Magistrate Jack Hendricks turned the discussion, saying there’s a distinction that needs to be made clear between Boyle County inmates and Boyle County residents — the former being people from anywhere who are charged by law enforcement agencies in Boyle County; the latter being people who live in Boyle County.
“We’re a regional hub here, where people are coming in to here from five counties around us,” Hendricks said.
Hendricks said he looked at a single day of arrests in Boyle County.
“They had 17 arrests. Fifteen of them were out-of-county people,” he said. “So it’s not Boyle County really that’s hurting us. It’s the fact that we’re a regional hub. Everybody from every county comes in here and it was like 75 percent of the accident rates that are being counted in Boyle County are by out-of-county residents. So it’s not Boyle County.”
Sammons asked if people from other counties who are arrested in Boyle County could be transferred to jails where they are from. Officials noted that the charges are made in Boyle County and that wouldn’t work.
“Charges are here,” Judge-Executive Harold McKinney said. “They’d be prosecuted here.”
Magistrate John Caywood asked Sheriff Derek Robbins how many of the drug dealers he arrests are from Boyle County.
Robbins said he would guess the split is about 50-50. Sometimes people will meet in Boyle County as a midway point between northern and southern Kentucky to conduct drug deals, he said.
“As an example,” Caywood said, “… you can’t ask them where they’re from and decide whether to arrest them or not.”
The Boyle County Detention Center has a stated capacity of 220, but regularly has daily populations close to 400. At least twice this year, the jail population has passed 400, prompting jail officials to transfer some local inmates to Casey County temporarily.

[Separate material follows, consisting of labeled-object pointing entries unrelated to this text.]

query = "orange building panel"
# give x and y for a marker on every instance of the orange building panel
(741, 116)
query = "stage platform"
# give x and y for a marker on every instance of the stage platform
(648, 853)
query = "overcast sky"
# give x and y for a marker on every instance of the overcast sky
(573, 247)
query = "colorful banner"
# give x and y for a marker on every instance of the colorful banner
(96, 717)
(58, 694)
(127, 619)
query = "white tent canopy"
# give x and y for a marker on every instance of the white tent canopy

When the jail runs out of beds, additional inmates are housed in the jail’s indoor recreation area. Jailer Harmon has said doing that puts extra strain on the jail because there are no bathrooms in that area of the jail, so inmates must be escorted to and from bathrooms.

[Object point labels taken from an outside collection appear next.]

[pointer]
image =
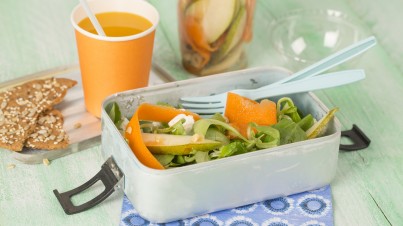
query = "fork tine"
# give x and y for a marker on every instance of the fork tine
(206, 99)
(201, 105)
(206, 111)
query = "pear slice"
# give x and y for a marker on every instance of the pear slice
(319, 128)
(177, 144)
(216, 16)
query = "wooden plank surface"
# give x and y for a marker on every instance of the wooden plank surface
(37, 35)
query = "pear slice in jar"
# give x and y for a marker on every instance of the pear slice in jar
(215, 16)
(177, 144)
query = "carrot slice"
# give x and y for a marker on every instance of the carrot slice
(240, 111)
(133, 132)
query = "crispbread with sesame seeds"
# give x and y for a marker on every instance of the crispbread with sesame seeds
(49, 133)
(20, 107)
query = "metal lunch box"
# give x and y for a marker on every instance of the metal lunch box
(172, 194)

According to Harmon’s August jailer’s report, the jail had 181 Boyle County inmates, 73 Mercer County inmates, 109 state inmates and 35 state inmates in the jail’s internal substance abuse program.
The report lists average monthly populations of 396 for July, 400 for June and 396 for May. Based on Mercer County’s current population ratio of 29 percent, if there were 29 percent fewer inmates in the jail, those figures would have been 281, 284 and 281.
The Boyle Mercer Joint Jail Committee is currently in the process of choosing a consultant to conduct a study of the jail situation. That study could result in a wide variety of recommendations, including building a new jail, expanding the current jail, and/or changing local policies and programs to reduce recidivism and lower inmate populations.
The three consultant companies being considered have prices ranging from $70,000 to $78,500 for studies that would take from eight to 16 weeks to complete.
Sammons said Tuesday he is not sure about paying for the study.
“I’m not really sold on us spending $75,000 to have a study done when we already know one of our biggest problems,” he said, apparently referencing the Mercer County portion of the jail’s population.